Equatorial Guinea: Promoting Inclusive Growth, Improving Governance and Transparency

President Teodoro Obiang of Equatorial Guinea at the 17th Ordinary Africa Union Summit.
interview

 In an interview, Lisandro Abrego, the IMF’s mission chief for Equatorial Guinea, discusses some details of the program.

What is the background to the IMF’s approval of the loan to Equatorial Guinea?

The journey to program approval has been long and challenging. The entire process took about 2½ years to conclude reflecting the severe challenges faced by Equatorial Guinea in recent years. The country has faced successive years of strong decline in hydrocarbon output and a contracting non-oil sector.

The process began in mid-2017 and involved a staff-monitored program (SMP) agreed in 2018, which was the basis for discussions on a Fund-supported program. This was an important step because it enabled Equatorial Guinea to establish a track record of policy implementation. The SMP then opened the way to negotiations for a three-year program under the IMF’s Extended Fund Facility (EFF), designed to help countries implement medium-term structural reforms.

Could you tell us more about the focus of the program?

The program’s main objective is to support the recovery of the country’s economy, and promote sustainable and inclusive economic growth. We want to strengthen the country’s macroeconomic and financial stability, improve social protection and promote human capital development. The program also  promotes economic diversification, while improving governance and supporting the fight against corruption. The latter is a key program component and involves the implementation of a "Good Governance and Anti-Corruption Action Plan" that was adopted and published by the authorities.

The program intends to strengthen public finances by reducing inefficient spending, increasing non-resource tax revenue, and improving public financial management. It also increases the space for social spending.  In addition, the program includes several measures to improve the business climate and other reforms required to support economic diversification.

How does the Fund explain a program with Equatorial Guinea, given its track record of weak governance?

Equatorial Guinea, like all Fund members, can request support to reestablish macroeconomic stability. At the same time, we recognize Equatorial Guinea’s longstanding governance and corruption challenges and the EFF-supported program seeks to address these in a manner consistent with the IMF’s 2018 Framework for Enhanced Fund Engagement on Governance.

Measures to improve governance and address corruption were also an important part of the 2018 Staff Monitoring Program. The new program broadens and deepens these reforms. Equatorial Guinea has adopted a plan to improve governance and fight corruption. Key objectives of the plan include more transparency in the hydrocarbon sector, strengthening public financial management, implementing an anti-corruption framework, strengthening contract enforcement and property rights, and upgrading the anti-money laundering framework.

Could you elaborate on the anti-corruption framework?
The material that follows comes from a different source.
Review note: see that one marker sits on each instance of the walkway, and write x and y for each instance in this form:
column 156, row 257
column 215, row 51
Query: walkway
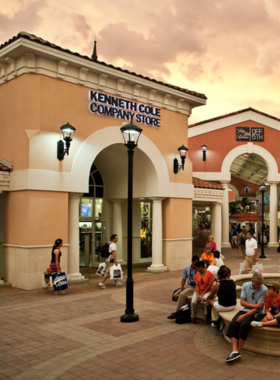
column 79, row 335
Improvements in the anti-corruption framework would include the adoption of an anti-corruption law covering conflicts of interest and asset declarations by senior public officials, enhancing enforcement, and strengthening international cooperation. On transparency, the program requires implementing measures consistent with the Extractive Industries Transparency Initiative standard, such as audits of state-owned hydrocarbon companies and their publication, regular publication of data and other relevant information on the hydrocarbon sector, and making companies established in Equatorial Guinea more transparent by publishing their beneficial ownership information.

Equatorial Guinea’s application to join the Extractive Industries Transparency Initiative, which we are supporting, was one of the “prior actions” that the authorities needed to fulfill before the IMF Board considered their program request.  Other measures, which needed to be completed in advance, include the adoption and publication of an action plan to improve transparency and governance, and fight corruption,  the establishment of a system to adequately track and control government spending, and finally, presenting to parliament a budget for 2020 that is consistent with program targets.
My mission team and I will be reporting regularly to the Fund’s Executive Board, which has taken a keen interest in the program, given the focus on governance. The Board reviews will be held semi-annually, and their completion will depend on the performance of the program, notably the implementation, as agreed, of key governance and anti-corruption measures.